Alcohol and Drug Foundation on redeveloping its brand structure and design

Helping ADF prevent harm

In a country where having a drink is part of the national identity, the principal national body for reducing harm caused by alcohol and drugs is changing its own identity to better deliver its services. Marketing speaks with Rebecca Lovitt, head of engagement at the Alcohol and Drug Foundation, and Luke van O of Saffron, the brand consultancy that opened shop in Australia this year.

This article originally appeared in The Identity Issue, our October/November issue of Marketing magazine.

In its more than 50 years of operation, ADF has seen the landscape of drug use in Australia shift regularly and, with it, the demand for its services. This year has seen one of its biggest shifts: a change of name from Australian Drug Foundation to Alcohol and Drug Foundation, as well as a major redevelopment of the brand structure and design.

The change in name reflects the fact that, in Australia, alcohol is the major cause of harm to people. The unhelpful thing is that conversations about ‘drugs’ these days tend to default to the illicit kind, a category that’s blown out of proportion considering alcohol and pharmacy medication are both significantly bigger problems.

With alcohol being a part of the Australian national identity, to be effective ADF must be careful to educate and influence behaviour in a way that isn’t seen as a criticism of people’s values. That’s one thing that separates this discussion from the one around tobacco advertising in the 80s, so while ADF may like to see alcohol advertising banned in sports, its immediate, day-to-day efforts are elsewhere.

The organisation delivers its work at three levels. At the system level, the policy change level, it focuses on advocacy. At the broader population level, the ADF works to shift awareness around the harm of alcohol and drugs, and also attempts to help people develop healthier relationships with alcohol and drugs.

At the grassroots level, ADF delivers a range of programs. One of the biggest is Good Sports, delivered through community sports organisations. Good Sports has been extremely effective at battling a culture of drinking in sports clubs, especially considering it’s a key hunting ground for alcohol marketing, too.
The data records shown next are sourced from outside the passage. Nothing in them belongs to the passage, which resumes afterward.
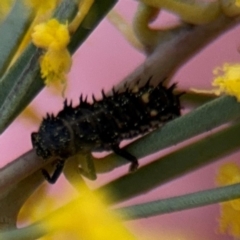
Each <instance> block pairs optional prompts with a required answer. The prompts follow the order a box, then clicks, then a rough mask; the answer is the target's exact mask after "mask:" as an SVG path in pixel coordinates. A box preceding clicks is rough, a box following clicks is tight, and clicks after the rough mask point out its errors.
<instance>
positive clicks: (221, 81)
mask: <svg viewBox="0 0 240 240" xmlns="http://www.w3.org/2000/svg"><path fill="white" fill-rule="evenodd" d="M214 74H215V75H217V77H216V78H215V79H214V81H213V83H212V85H213V86H215V87H218V89H217V90H215V93H216V94H217V95H219V94H220V93H226V94H227V95H231V96H235V97H236V98H237V100H238V101H240V64H228V63H226V64H224V65H223V67H222V68H217V69H215V70H214Z"/></svg>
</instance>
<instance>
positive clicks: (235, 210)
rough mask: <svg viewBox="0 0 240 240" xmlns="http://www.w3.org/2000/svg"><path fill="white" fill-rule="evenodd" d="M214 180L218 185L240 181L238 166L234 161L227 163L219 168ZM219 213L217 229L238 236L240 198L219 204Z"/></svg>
mask: <svg viewBox="0 0 240 240" xmlns="http://www.w3.org/2000/svg"><path fill="white" fill-rule="evenodd" d="M216 182H217V184H218V185H220V186H226V185H229V184H234V183H240V167H239V166H237V165H236V164H234V163H227V164H224V165H223V166H221V168H220V169H219V172H218V175H217V178H216ZM220 206H221V215H220V218H219V230H220V232H221V233H226V232H227V233H228V234H230V235H232V236H234V237H236V238H240V199H235V200H231V201H227V202H223V203H221V204H220Z"/></svg>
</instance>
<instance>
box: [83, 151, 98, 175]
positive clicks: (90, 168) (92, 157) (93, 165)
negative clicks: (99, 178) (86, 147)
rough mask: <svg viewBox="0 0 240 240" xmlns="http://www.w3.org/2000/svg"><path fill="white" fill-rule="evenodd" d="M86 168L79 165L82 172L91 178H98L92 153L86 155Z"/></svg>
mask: <svg viewBox="0 0 240 240" xmlns="http://www.w3.org/2000/svg"><path fill="white" fill-rule="evenodd" d="M85 162H86V166H85V167H86V168H82V167H78V168H79V171H80V173H81V174H82V175H83V176H85V177H86V178H88V179H90V180H96V179H97V176H96V170H95V165H94V162H93V157H92V155H91V153H90V154H87V155H85Z"/></svg>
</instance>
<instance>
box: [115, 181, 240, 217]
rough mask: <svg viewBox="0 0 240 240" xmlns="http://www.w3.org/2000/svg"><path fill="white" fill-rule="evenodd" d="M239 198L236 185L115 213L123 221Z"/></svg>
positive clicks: (179, 197) (190, 195)
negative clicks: (125, 220)
mask: <svg viewBox="0 0 240 240" xmlns="http://www.w3.org/2000/svg"><path fill="white" fill-rule="evenodd" d="M239 197H240V184H239V183H238V184H233V185H230V186H226V187H219V188H215V189H210V190H205V191H201V192H196V193H190V194H186V195H183V196H177V197H172V198H167V199H163V200H158V201H152V202H148V203H143V204H139V205H135V206H130V207H124V208H119V209H117V211H118V212H119V213H120V214H122V215H123V217H124V219H127V220H132V219H139V218H146V217H152V216H156V215H160V214H165V213H172V212H176V211H181V210H186V209H191V208H197V207H201V206H205V205H209V204H214V203H218V202H225V201H229V200H233V199H237V198H239Z"/></svg>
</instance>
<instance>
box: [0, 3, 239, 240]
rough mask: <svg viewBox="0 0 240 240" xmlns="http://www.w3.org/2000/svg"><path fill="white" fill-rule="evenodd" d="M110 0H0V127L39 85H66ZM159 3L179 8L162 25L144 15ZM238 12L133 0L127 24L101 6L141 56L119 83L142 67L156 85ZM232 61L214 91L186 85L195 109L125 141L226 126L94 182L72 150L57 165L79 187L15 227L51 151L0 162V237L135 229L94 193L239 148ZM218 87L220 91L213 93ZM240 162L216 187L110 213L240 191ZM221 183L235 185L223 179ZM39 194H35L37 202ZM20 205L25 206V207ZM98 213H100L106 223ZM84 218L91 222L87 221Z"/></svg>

The program, which started 15 years ago and involves 7000 sports clubs nationwide, can reduce harm from alcohol and drugs by around 40%, and is cited internationally as a case study.

ADF’s position is not as police, but sensible friend. It doesn’t try to convince local footy clubs to ban alcohol, just to avoid giving away wheelie bins full of beer at pie nights. The guiding principle is a focus on harm reduction, rather than what is philosophically the most appealing or the government flavour of the day.

In one example, ADF is currently committed to getting pill testing at music festivals. In another, it does not endorse the move to make codeine available by prescription only, citing international examples where removing the supply caused further harm to people with addictions.

But the success of Good Sports, along with the popular DrugInfo website, created a marketing challenge. Well-known and successful sub-brands need to be handled with the utmost care.

It’s in this context the ADF set about rebranding. We find out why, and how the rollout is going, from Rebecca Lovitt, head of marketing and engagement at ADF, and Luke van O of Saffron, the brand consultancy that opened shop in Australia this year after being founded in 2001 by Wally Olins and Jacob Benbunan.

Marketing: What were the driving forces behind the need to rebrand the organisation?

Rebecca Lovitt: Essentially, there hadn’t been any type of strategic lens placed on the brand previously. I hope that doesn’t sound harsh, but there was a plethora of tactical approaches without any overarching rationale, leading to inconsistencies visually, in terms of messaging and all the rest.

The question was how we could build a brand that is much more responsive, much more community-centred and much more ready to build dialogue with community, which is where we want to move to.

I had a strong sense of where we needed to go, but I needed a bit more evidence and external validation, particularly for our board, to justify why we were moving forward in this way.

We had the Good Sports brand as one of our major sub-brands, and we had ADF. It became clear that Good Sports served the community audience as a consumer-facing brand, while the ADF brand was really only working for our academic and health sector partners.

To reach community leaders, we’ve started to explore the notion of Future Communities as our second sub-brand. It’s got a broad community focus, but also an aspirational brand identity that allows the ADF to remain the expert corporate brand.

Luke van O: With that arrangement, you can consolidate the various activities and programs into one of two brands based on who they’re for, which allows greater focus on ADF’s stakeholders, while acknowledging all the activities that go on at ground level.

We had to acknowledge all the success and the equity built within the ADF and the Good Sports brand over time and maintain as much of that as we can while positioning correctly for the future and for new audiences.

RL: What is interesting about the ADF as an NGO (non-government organisation) is that we’ve been incredibly successful with government funding. We do a piece of work the government isn’t set up to do in terms of delivering national services around harm prevention. That’s one of the reasons we stayed with the ‘ADF’ initialisation – it already had strong government buy-in. They know us as the ADF and we’ve been around for a long time. The name change kept that critical funder audience happy. It also allowed a bit of an evolution to make a little bit more sense to our consumer audience as well.